Time: 15–25 minutes. Skill: comfortable on a stepladder with a screwdriver. Cost: under NZ$25 for the common 30µF or 40µF start capacitors used by most NZ residential openers.

Diagnose first

The capacitor in a garage-door opener is almost always a motor-start capacitor (CD60 body, high µF, 250–450V). Symptoms when it’s dying: door opens slowly, opener motor “groans” before catching, door stalls partway and reverses, or door won’t lift at all but the motor hums.

Don’t confuse this with a motor-run capacitor failure — start caps fail more abruptly and with the “groaning start” symptom. Run caps fail more gradually.

What you’ll need

  • The replacement capacitor — must match the failed one: same µF (±5%), equal-or-higher voltage.

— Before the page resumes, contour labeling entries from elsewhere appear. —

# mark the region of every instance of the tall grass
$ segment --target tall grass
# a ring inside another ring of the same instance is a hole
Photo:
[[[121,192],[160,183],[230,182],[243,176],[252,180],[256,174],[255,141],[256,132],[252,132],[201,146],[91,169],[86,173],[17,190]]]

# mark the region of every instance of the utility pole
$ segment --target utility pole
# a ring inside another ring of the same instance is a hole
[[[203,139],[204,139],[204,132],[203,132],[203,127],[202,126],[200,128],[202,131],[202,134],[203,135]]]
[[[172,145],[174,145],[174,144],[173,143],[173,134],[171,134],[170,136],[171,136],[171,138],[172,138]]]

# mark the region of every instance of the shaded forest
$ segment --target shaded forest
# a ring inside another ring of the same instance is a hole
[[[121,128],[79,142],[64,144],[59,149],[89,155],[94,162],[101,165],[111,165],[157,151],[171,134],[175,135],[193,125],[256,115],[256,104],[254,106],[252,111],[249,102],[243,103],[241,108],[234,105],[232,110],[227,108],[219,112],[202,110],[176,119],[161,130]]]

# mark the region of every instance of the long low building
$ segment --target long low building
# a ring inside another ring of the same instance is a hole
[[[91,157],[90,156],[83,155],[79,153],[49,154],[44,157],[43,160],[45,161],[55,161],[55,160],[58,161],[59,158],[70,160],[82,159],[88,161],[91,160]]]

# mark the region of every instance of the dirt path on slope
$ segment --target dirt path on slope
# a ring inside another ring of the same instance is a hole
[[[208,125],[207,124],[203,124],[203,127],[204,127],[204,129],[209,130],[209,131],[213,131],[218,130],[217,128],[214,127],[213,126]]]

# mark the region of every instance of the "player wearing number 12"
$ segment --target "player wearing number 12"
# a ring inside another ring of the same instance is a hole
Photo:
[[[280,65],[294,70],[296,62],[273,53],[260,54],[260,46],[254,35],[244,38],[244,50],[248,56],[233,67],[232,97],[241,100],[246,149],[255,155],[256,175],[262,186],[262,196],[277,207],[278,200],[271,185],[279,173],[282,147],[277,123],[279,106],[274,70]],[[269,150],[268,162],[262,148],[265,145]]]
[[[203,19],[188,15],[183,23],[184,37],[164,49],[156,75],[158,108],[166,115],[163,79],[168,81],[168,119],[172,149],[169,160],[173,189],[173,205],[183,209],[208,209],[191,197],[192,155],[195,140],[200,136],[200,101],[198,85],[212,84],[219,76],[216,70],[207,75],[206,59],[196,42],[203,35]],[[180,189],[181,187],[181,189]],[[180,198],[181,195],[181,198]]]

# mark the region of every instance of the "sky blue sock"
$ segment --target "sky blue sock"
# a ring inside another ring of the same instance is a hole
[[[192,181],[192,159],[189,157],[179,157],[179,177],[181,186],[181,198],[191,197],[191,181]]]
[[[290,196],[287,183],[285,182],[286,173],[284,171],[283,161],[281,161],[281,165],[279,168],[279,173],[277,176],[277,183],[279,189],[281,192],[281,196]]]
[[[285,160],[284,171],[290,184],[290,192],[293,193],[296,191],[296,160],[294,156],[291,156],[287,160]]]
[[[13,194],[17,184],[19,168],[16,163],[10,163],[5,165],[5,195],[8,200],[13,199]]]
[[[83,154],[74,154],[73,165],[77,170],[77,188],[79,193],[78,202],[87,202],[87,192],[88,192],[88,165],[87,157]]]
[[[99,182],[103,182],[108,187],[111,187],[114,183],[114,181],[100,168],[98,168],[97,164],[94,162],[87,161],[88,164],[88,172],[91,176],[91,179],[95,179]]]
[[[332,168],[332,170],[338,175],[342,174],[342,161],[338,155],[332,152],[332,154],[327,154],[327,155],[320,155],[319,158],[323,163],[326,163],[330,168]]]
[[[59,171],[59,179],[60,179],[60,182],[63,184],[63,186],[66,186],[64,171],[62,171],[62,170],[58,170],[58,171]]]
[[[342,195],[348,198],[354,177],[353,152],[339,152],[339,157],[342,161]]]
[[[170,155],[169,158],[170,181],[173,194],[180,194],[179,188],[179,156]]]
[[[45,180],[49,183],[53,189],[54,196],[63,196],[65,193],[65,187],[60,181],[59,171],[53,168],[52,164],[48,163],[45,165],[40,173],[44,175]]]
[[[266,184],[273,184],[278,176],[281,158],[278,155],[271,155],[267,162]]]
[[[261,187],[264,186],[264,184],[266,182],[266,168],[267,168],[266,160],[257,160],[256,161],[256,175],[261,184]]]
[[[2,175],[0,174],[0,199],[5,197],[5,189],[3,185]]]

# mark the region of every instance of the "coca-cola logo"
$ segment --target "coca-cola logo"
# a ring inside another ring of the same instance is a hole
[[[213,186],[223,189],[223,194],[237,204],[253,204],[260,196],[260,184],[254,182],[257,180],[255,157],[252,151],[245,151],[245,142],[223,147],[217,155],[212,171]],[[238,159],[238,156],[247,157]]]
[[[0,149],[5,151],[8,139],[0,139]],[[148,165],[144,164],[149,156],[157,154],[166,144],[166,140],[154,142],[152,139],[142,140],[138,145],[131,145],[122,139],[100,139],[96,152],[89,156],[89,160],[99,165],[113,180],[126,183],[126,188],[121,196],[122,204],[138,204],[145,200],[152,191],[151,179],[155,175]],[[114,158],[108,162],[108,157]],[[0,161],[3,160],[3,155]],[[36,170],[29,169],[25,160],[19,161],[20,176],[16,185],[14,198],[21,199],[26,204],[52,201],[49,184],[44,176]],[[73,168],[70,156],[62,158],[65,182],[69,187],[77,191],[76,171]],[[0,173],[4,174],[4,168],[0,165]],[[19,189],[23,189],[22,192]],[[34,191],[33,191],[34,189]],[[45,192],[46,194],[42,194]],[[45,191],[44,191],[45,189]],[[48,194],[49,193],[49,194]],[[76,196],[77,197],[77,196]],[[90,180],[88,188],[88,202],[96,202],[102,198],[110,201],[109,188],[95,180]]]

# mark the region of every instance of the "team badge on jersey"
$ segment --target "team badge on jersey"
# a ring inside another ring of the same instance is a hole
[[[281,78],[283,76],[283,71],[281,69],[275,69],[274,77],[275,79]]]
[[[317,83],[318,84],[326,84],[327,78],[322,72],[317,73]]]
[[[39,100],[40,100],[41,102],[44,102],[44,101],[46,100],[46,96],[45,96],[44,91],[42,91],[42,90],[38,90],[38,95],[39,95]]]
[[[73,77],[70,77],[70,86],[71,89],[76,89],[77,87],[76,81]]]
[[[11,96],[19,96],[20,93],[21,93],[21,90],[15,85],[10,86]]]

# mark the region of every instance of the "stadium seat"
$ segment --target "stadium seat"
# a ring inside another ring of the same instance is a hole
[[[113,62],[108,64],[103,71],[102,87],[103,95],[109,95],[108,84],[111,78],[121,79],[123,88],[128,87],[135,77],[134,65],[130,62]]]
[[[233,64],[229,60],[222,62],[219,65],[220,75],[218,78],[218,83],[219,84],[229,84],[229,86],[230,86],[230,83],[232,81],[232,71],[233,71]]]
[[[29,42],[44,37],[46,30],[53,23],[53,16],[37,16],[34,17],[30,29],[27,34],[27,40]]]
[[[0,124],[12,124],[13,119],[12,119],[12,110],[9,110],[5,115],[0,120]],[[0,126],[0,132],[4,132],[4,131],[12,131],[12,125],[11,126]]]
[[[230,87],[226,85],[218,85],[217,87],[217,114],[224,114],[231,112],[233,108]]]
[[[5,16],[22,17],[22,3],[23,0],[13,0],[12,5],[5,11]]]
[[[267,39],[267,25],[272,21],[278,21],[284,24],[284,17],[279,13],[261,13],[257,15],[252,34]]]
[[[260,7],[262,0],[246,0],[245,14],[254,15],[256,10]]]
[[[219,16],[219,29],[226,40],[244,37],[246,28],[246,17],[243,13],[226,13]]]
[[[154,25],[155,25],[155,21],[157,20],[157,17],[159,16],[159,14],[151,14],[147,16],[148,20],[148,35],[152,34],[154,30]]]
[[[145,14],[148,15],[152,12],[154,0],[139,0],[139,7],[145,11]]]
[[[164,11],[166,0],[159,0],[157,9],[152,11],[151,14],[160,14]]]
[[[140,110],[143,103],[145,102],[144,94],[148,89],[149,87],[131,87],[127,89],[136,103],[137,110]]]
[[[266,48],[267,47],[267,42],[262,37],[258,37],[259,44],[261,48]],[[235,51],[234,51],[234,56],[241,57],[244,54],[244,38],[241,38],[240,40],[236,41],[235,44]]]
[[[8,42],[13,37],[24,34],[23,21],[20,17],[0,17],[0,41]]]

CD60 body type for most NZ residential openers.
  • Stepladder you can stand on safely while working overhead.
  • Phillips screwdriver.
  • Insulated screwdriver for discharge.
  • Phone for wiring photos.

Steps

1. Disconnect the opener from mains

Unplug at the wall outlet (most NZ openers plug into a ceiling-mounted 10A socket). Don’t just rely on the remote being off.

2. Release the door

Pull the emergency release cord (red handle on the trolley). This disengages the door from the opener so you can work without the door coming down on you if something accidentally fires.

3. Open the motor housing

Usually 4–6 Phillips screws on the bottom or end panel of the opener body. The capacitor is the cylindrical can with two wire terminals, usually clipped to the inside wall of the housing.

4. Discharge

Bridge the terminals with an insulated screwdriver for 10 seconds. Start capacitors can hold significantly more charge than run capacitors — be deliberate about discharging.

5. Photograph, then swap

Photo the wiring. Pull the spades, undo the clip, lift the cap out. Drop the new one in, re-clip, reconnect spades to the same terminals.

6. Close up and re-engage

Housing back on. Re-engage the trolley by lifting the door slightly until the latch catches (or by running the opener once with the door released, then re-engaging). Plug back in.

7. Test cycle

Run the door through one full open + one full close from the wall button (not the remote). Listen for a clean start — no groan, no hum, no stalling. Watch the door speed — should be the same speed it was when the opener was new.

Common gotchas

  • Start vs run. Garage openers almost always use a motor-start capacitor (high µF, CD60 body). Don’t substitute a motor-run cap of similar µF — they’re different parts.
  • Wrong µF kills the opener. Too low and the motor won’t catch. Too high and the motor runs hot and the cap shorts. Match exactly.
  • Heavy timber doors work the opener harder; if the cap is the second one to fail in a year, the opener is probably underspec’d for the door weight.

If the door still won’t lift after a clean cap swap, the next suspect is the trolley/chain drive (worn out or misadjusted), then the motor brushes (on older units). Replacement openers run NZ$300–500 fitted; cap swap is the cheapest first try.